Jesus enters Jerusalem on the 40th day of His earthly life. The family is greeted by Simien, who, on acting on faith that he would see the Messiah before his death, took Jesus in his arms and praised Him. He blessed the family but then turned to Mary, prophesying that "This child is destined to cause the falling and rising of many in Israel... so that the thoughts of many hearts will be revealed. And a sword will pierce your own soul too"

Jesus would enter Jerusalem again on His last days. His triumphant welcome would turn sour by the week’s end. Where thousands would follow Him when times were good, now only a few loyal remain; He was betrayed by a friend, scorned, beaten, and mocked. The scales of men have rendered his life worthy of a criminal’s death, and so it was.

He said a few things on that day at Calvary, but Christ's last words to Mary relay Gabriel's Annunciation with the full force of its now unraveled weight.

“You Will have a Son, you shall call Him Jesus, He will reign forever..."

But also, you must bury Him.

Christ's last words are that prophesied "Sword to the soul" With blood dripping from his head, his wrists, his legs; beaten, naked, whipped, and now pierced to the cross, He turns to his mother and says only,

"Behold, your son."

Michelangelo’s Pieta

Mary's response to Gabriel may still be the same LOGICALLY, but surely the emotional weight goes down bitter as gall.
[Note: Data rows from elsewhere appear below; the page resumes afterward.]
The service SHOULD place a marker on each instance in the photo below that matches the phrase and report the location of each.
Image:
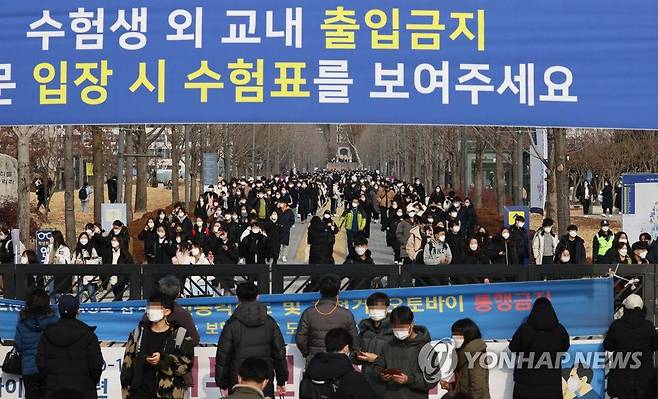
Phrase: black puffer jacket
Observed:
(372, 340)
(541, 333)
(630, 334)
(69, 356)
(329, 366)
(315, 323)
(403, 356)
(250, 332)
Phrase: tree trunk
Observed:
(69, 188)
(128, 190)
(500, 179)
(551, 195)
(142, 176)
(24, 133)
(562, 180)
(175, 160)
(479, 171)
(99, 171)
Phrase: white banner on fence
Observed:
(501, 383)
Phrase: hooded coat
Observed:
(329, 366)
(403, 356)
(630, 334)
(250, 332)
(69, 355)
(541, 333)
(474, 381)
(372, 340)
(28, 334)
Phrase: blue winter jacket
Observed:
(28, 335)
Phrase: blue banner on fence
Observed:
(535, 63)
(497, 308)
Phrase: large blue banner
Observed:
(497, 308)
(580, 63)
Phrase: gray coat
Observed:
(317, 321)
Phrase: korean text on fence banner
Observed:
(497, 308)
(533, 63)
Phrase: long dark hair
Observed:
(37, 304)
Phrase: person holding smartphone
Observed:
(399, 359)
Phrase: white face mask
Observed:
(401, 333)
(573, 384)
(155, 315)
(377, 314)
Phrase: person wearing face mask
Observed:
(456, 242)
(519, 235)
(632, 334)
(6, 246)
(607, 193)
(602, 243)
(253, 247)
(399, 359)
(334, 368)
(572, 242)
(69, 353)
(474, 254)
(321, 317)
(563, 257)
(273, 232)
(502, 249)
(119, 231)
(471, 377)
(374, 332)
(391, 237)
(159, 353)
(149, 237)
(251, 332)
(545, 243)
(540, 333)
(200, 232)
(118, 255)
(437, 251)
(584, 194)
(354, 220)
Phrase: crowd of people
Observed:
(249, 221)
(61, 355)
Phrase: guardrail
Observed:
(112, 282)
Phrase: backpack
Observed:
(311, 389)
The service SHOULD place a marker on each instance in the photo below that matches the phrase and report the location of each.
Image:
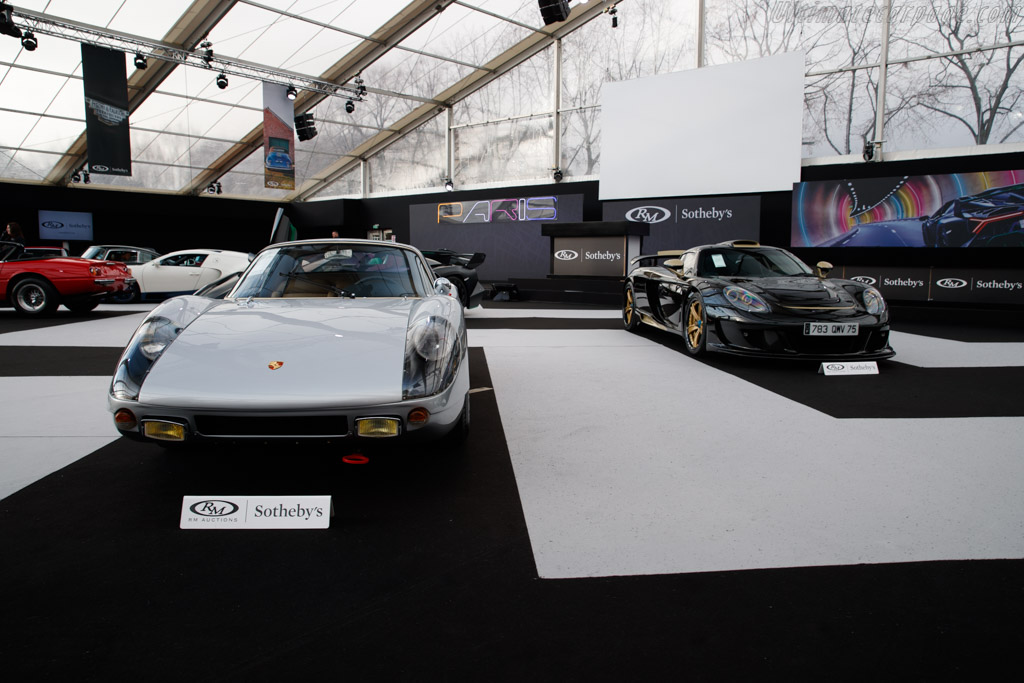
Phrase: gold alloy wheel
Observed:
(694, 324)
Even if it means I must bury my Son, "Let it be according to thy Word,"

Fortunately for Mary, and for us, that was not the end of the story.

Advent is a story of God meeting a waiting people, and the reality of his birth in Bethlehem is also a hope that he might meet us each day... in each heartbeat. But we must not fear the silence, and we must not fear the night. For as He first came to the world on a starry and silent night at Bethlehem, He similarly offers us tender moments of our reminded salvation if we press into the very things we might fear the most.

As we wait, we poor banished children of Eve,

Weeping and wailing in this valley of tears,

Show unto us the blessed fruit of thy womb, Jesus

On the other side of silence, God waits.